2. There is little understanding of the approach utilities will take to determine whether storage is in their customers’ best interests; looking across the US, we found that the collective benefits of energy storage are greater than appreciated. There are many state/regional studies of the benefits of energy storage, but one stood out to us for the depth of analysis into the numerous benefits: the Brattle Group assessment of energy storage in the ERCOT (Texas) market (the report is available here). We analyzed the benefits of energy storage in Texas, and applied this analysis to the rest of the US; this work became the basis for our analysis of the energy storage market.

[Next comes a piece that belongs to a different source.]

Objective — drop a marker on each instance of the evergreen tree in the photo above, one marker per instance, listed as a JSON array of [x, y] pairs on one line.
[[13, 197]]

3. Energy storage potential in the rooftop solar market is a small fraction of the demand we see coming from utilities, primarily because of solar net metering rules but also because distributed storage costs are in our view substantially higher than the costs of large-scale, utility-driven storage deployment. While we see limited storage deployments at rooftop solar installations in Hawaii and California, our analysis shows relatively poor storage economics in other states. If solar net metering rules change (such that excess solar power sold back to the grid receives a relatively low price) and storage costs drop significantly, there is potential for this market to grow, but we remain unconvinced that net metering rules will be changing broadly, other than in a few isolated instances such as in Arizona. For clients interested in better understanding the economics of storage in the rooftop solar market, please ask us for our financial model, which can be easily modified to fit specific dynamics in each US state.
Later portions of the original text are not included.